Pipe replacement programmes

Water companies are investing in replacing lead communication pipes — the sections they own. Progress has been steady but slow relative to the scale of the problem. Ofwat, the water industry regulator, has set targets for lead pipe replacement as part of companies' five-year business plan commitments (known as AMP7 and AMP8 periods). At current rates of replacement across the industry, the elimination of lead service pipes will take several decades. The constraint is not primarily financial: it is the challenge of coordinating replacement of the water company's section of the pipe with simultaneous replacement of the customer's internal supply pipe — a piece of work that requires engagement with individual property owners and, in the case of rented properties, landlords.

What you can do to reduce your exposure

If you live in a property built before 1970 — or before 1987 if you are primarily concerned about lead solder — there are practical steps you can take now, regardless of what your water company is doing.

Run the tap before drinking

Lead dissolves into water that has been standing in contact with pipes — particularly overnight or after periods of no use. Running your kitchen cold tap for 30 to 60 seconds before filling a glass or kettle flushes the standing water and replaces it with fresh water from the main. This is especially important first thing in the morning. It costs nothing and can substantially reduce your daily lead intake if you have lead plumbing. Use the flushed water on plants rather than wasting it.

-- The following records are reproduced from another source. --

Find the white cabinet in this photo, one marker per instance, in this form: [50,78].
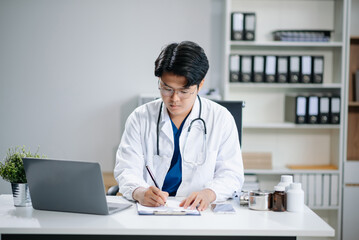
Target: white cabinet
[264,127]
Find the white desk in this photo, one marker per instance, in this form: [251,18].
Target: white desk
[245,222]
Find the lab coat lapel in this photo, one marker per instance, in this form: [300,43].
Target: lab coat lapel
[166,147]
[187,170]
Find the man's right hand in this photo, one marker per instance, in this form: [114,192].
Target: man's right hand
[151,197]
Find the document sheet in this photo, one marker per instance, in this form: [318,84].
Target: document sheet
[171,208]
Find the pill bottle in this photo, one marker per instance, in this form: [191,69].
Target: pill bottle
[295,198]
[286,180]
[279,199]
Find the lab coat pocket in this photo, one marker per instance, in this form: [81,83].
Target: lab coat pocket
[160,168]
[205,172]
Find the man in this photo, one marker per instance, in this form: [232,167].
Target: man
[188,144]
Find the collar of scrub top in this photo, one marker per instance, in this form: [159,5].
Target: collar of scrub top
[195,114]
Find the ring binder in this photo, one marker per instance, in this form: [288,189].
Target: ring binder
[282,69]
[258,69]
[246,68]
[294,69]
[237,26]
[234,68]
[249,26]
[306,69]
[270,69]
[318,68]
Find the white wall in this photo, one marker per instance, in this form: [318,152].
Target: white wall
[354,18]
[71,70]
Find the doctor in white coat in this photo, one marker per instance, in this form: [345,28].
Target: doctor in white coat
[189,144]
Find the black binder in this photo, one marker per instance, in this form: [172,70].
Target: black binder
[282,69]
[324,107]
[313,109]
[296,109]
[294,69]
[249,26]
[234,68]
[237,26]
[306,69]
[258,68]
[246,68]
[318,69]
[270,69]
[335,110]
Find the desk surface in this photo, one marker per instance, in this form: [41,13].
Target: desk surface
[244,222]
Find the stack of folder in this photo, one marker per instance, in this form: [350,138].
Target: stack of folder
[276,69]
[302,35]
[243,26]
[312,109]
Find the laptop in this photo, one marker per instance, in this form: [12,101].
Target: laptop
[68,186]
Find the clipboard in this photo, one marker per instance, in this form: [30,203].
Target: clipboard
[171,209]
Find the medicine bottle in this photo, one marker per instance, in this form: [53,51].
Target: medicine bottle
[279,199]
[286,181]
[295,198]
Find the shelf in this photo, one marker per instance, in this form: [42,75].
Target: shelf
[286,44]
[286,85]
[353,104]
[324,208]
[283,170]
[288,125]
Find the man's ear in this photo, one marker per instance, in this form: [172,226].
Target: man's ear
[200,85]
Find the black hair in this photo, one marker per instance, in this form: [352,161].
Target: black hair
[185,59]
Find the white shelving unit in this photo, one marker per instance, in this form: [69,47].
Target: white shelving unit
[264,127]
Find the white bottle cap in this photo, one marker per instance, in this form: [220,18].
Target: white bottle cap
[279,188]
[286,178]
[296,186]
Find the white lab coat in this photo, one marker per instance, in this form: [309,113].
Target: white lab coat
[221,172]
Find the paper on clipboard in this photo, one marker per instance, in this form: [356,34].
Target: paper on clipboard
[172,208]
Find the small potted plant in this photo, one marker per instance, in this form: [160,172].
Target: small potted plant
[12,170]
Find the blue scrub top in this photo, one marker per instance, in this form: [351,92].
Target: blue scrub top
[174,175]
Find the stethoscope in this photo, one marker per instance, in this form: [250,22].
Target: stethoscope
[188,132]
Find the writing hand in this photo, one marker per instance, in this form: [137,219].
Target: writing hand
[151,197]
[202,198]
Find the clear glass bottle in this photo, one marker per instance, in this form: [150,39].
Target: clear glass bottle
[279,199]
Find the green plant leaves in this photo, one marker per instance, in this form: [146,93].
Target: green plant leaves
[13,169]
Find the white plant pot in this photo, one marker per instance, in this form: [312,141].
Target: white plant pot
[21,194]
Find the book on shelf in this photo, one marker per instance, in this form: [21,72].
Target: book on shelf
[302,35]
[312,167]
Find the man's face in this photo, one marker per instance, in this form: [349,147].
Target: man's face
[180,103]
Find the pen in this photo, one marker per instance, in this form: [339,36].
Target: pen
[152,176]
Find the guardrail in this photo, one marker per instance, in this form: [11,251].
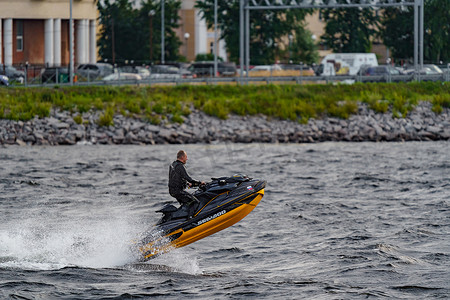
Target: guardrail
[445,77]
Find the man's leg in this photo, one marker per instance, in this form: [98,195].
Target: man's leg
[189,200]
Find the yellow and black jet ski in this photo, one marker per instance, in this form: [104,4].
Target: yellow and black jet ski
[221,203]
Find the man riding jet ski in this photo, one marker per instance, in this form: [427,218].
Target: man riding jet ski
[220,203]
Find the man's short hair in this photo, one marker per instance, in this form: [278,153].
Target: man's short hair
[181,154]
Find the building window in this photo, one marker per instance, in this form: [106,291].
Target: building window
[19,35]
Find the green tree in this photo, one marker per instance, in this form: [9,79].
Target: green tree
[305,47]
[131,28]
[397,31]
[268,29]
[349,30]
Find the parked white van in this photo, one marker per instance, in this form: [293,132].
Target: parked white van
[345,63]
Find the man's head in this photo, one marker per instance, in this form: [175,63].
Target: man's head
[182,156]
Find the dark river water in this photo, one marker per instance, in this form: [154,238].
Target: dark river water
[338,221]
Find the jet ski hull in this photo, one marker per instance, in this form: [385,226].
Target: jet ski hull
[201,225]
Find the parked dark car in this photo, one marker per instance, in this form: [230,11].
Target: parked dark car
[12,73]
[206,69]
[382,73]
[55,75]
[4,80]
[141,71]
[94,71]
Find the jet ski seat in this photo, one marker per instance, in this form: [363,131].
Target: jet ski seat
[171,212]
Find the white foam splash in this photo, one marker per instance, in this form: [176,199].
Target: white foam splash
[180,260]
[41,244]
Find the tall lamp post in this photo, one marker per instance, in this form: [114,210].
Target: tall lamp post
[291,37]
[162,32]
[151,13]
[186,37]
[215,38]
[71,45]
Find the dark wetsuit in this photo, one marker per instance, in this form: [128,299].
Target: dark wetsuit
[178,181]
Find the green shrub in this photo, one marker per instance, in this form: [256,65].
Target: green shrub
[106,119]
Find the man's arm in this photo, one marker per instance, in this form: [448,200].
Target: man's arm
[185,175]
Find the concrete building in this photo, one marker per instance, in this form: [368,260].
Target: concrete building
[37,32]
[194,33]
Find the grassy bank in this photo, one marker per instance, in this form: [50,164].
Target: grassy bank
[294,102]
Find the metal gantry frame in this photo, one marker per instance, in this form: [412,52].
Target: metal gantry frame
[247,5]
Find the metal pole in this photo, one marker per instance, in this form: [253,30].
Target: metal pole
[421,34]
[241,37]
[416,35]
[247,41]
[215,38]
[162,32]
[71,64]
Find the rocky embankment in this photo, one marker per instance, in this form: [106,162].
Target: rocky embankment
[422,124]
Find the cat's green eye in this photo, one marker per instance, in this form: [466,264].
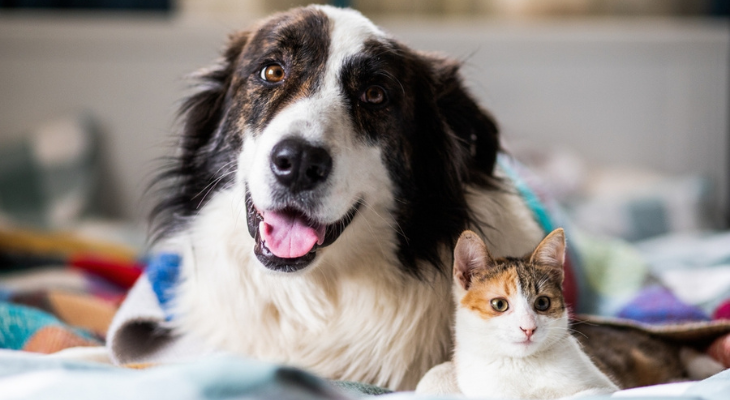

Use a certified lead-reducing filter

Activated carbon block filters certified to NSF/ANSI Standard 53 (or the equivalent British Standard BS EN 14743) are effective at reducing lead at the tap. Pitcher-style filters with certified lead reduction — note that not all carbon filters reduce lead; look for specific lead certification — are the most accessible option. Under-sink reverse osmosis systems, which remove 90 to 99 percent of lead, provide a more robust solution. See our lead filter recommendations for a guide to certified products at different price points.

Test your water and consider pipe replacement

If you want to know your actual lead level — rather than relying on area-level data — you can commission a water test from an accredited laboratory. Samples are taken from your tap after a defined standing period and analysed for lead concentration. Expect to pay between £30 and £80 for a certified lead analysis. Your water company may offer free testing; it is worth asking.

If a test confirms elevated lead levels, replacing the internal supply pipe — the section running from the boundary stopcock into your home — is the permanent solution. Costs vary significantly depending on the length of the pipe run and excavation required, but typically fall in the range of £1,000 to £3,000 for a standard terraced or semi-detached property. Many water companies offer a contribution towards the cost of simultaneous supply pipe replacement when they are replacing their own communication pipe in the same street. Contact your water company to find out whether your street is in their current programme.

Check your area

Enter your postcode to see what monitoring data shows for your area. We track lead detections in environmental and drinking water monitoring across 220 postcode districts in England, Wales, and Scotland.

Our data covers lead and 50+ other contaminants. Check your postcode for a full water quality report.

Sources

Lead data on TapWater.uk draws on multiple official sources. Drinking water monitoring data is sourced from the Drinking Water Inspectorate's compliance monitoring returns, which water companies are required to submit under the Water Supply (Water Quality) Regulations 2016. Environmental monitoring data is from the Environment Agency's Water Quality Archive. Housing stock age estimates are derived from Office for National Statistics dwelling age data.

Health effects information is drawn from the World Health Organization's Guidelines for Drinking-water Quality (4th edition, 2022), the US Centers for Disease Control and Prevention's childhood lead poisoning prevention programme, and peer-reviewed epidemiological literature including Lanphear et al. (2005) on low-level lead exposure and intellectual development.